Maybe a couple more questions is okay? Okay. Fantastic talk. One of the questions I had was, you mentioned the difficulty of identifying snow because it could come in many different shapes. One of the things that I immediately thought of was, I know it was just an urban legend, but it was that urban legend about the Inuit having 150 different words for snow.
And you mentioned embeddings of objects. Do you think one possible approach might be to create a much wider array of object embeddings for things like snow? I mean, if you're... Many different types of snow could actually have pretty different impacts on driving, whether it be just like a flurry, or if it were to be the kind of like a really heavy blizzard like we just had.
Yeah, I think if you look at it from an algorithmic point of view, that may make sense. But maybe something I'd like to emphasize a little more is the very hard line to walk is to walk the line of what's algorithmically possible, but also what's computationally feasible in the car.
I think... So, two points on your remarks. So, if we had the processing power to process every point, or every... to a large level of understanding, and had the computing power to do that, maybe that would be an approach. But that would be very expensive, and that's a hard thing to do.
Even more importantly, having... for instance, it wouldn't make sense to have a behavior prediction on every snowflake of the things you see on the side of the road, right? And you need to group... That's the whole point of segmentation. You need to group what you see into semantic objects that are likely to exhibit a behavior as a whole, and reason at that level of abstraction to have a meaningful semantic understanding that you need to drive, essentially.
So, yeah, it's an in-between. Last question. Make it a good one. Thanks for the talk. So, if you're using perception for your scene understanding, are you worried about, like, adversarial examples or things that have been demonstrated? Or do you not believe that this is, like, a real-world attack that could be used for perception-based systems?
So, generally speaking, I think even before adversarial attacks, errors... I mean, errors can happen, right? And errors happen in every module. So I think a prime example of that which is not adversarial is the reflection case.
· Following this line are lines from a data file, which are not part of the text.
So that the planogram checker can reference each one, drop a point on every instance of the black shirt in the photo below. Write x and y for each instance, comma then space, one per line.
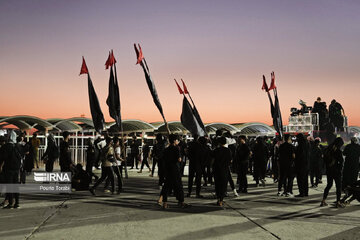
222, 159
286, 151
171, 160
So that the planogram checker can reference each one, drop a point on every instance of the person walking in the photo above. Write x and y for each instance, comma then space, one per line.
286, 167
108, 157
51, 153
351, 165
242, 160
65, 154
302, 165
173, 181
334, 161
222, 160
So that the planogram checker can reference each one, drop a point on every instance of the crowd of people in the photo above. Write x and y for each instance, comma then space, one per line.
210, 161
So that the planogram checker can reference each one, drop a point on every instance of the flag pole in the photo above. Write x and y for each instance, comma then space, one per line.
145, 67
122, 137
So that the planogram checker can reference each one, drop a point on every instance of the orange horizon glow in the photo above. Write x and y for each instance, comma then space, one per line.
220, 49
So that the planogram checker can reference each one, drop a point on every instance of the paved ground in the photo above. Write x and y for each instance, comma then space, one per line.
134, 214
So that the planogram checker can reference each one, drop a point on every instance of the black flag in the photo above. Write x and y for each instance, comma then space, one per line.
141, 60
277, 119
189, 121
96, 113
275, 108
113, 100
195, 111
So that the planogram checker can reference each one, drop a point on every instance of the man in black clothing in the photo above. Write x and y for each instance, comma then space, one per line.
222, 160
336, 113
134, 154
196, 155
51, 153
11, 162
242, 161
260, 160
145, 150
183, 152
302, 165
351, 166
315, 162
320, 108
90, 159
334, 165
65, 154
157, 155
286, 166
172, 172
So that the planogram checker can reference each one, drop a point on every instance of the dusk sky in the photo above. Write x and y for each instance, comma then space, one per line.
220, 48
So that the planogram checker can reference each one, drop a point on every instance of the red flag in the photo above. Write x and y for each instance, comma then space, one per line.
84, 69
272, 85
111, 60
265, 87
185, 88
107, 63
179, 88
139, 54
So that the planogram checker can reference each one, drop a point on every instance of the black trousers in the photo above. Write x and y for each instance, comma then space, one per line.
106, 172
220, 184
49, 167
286, 180
89, 166
197, 172
259, 170
12, 176
330, 178
314, 174
173, 183
117, 171
230, 180
275, 168
242, 179
134, 160
145, 162
303, 183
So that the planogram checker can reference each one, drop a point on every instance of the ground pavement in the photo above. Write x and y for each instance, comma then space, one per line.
134, 214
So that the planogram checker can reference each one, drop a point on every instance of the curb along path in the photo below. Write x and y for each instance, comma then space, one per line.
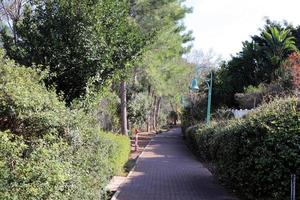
167, 170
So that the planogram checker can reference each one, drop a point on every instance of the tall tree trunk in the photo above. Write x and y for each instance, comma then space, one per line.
123, 108
149, 116
157, 110
153, 114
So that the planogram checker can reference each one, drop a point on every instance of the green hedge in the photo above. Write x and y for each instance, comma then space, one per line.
254, 155
48, 151
119, 153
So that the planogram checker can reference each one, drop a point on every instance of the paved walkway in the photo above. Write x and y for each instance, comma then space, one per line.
167, 170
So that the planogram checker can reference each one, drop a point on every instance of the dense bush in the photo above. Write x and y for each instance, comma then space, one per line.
255, 155
48, 151
119, 153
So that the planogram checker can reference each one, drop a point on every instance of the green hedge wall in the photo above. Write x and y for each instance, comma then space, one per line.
48, 151
254, 155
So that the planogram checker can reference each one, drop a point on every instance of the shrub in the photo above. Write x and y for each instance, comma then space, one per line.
119, 152
48, 151
255, 155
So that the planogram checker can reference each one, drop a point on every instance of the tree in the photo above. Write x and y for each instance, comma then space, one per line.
278, 44
80, 42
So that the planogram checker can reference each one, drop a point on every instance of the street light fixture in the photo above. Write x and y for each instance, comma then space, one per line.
195, 87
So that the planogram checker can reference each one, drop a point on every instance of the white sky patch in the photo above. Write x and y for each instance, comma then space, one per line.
222, 25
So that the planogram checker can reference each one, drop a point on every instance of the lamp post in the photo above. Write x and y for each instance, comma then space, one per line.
195, 87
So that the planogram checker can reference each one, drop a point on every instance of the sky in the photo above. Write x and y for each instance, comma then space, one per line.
222, 25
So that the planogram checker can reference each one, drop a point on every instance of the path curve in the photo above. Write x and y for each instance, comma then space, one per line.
167, 170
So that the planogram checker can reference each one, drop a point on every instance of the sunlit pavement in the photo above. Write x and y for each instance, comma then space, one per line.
167, 170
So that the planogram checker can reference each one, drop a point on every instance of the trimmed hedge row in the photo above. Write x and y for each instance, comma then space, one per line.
48, 151
254, 155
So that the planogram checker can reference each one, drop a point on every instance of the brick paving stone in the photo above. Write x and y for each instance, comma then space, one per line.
167, 170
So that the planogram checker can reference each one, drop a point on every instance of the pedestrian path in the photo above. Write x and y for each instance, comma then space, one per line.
167, 170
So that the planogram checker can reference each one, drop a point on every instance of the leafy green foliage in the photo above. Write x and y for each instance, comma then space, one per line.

It's like, yeah, you could as well have put a sticker on the car, on the bus, and say, "Ah, you're confused.
"You think it's a car. It's not a car." But you don't need to put a sticker on the bus. It's like, real life already brings a lot of those examples. So really, the way out is two ways. The first one is to have sensors that complement each other. So I try to emphasize that.
Really, different sensors or different systems are not going to make the same mistakes, and so they're going to complement each other. And that's a very important piece of relevancy that we build into the system. The other one is also, even in the reflection case, is in the understanding. So the way you as a human wouldn't be fooled is because you understand and you know it's not a thing that can happen.
The same way you know that a car reflecting in a bus, there's no way you can see through the bus of a real car behind it. So that level of semantic understanding is what is going to tell you what is true and what is not, or what is a mistake, an error in your stack.
And so similar patterns apply. We'd like to thank you very much, Sacha Arnouf, for coming to MIT.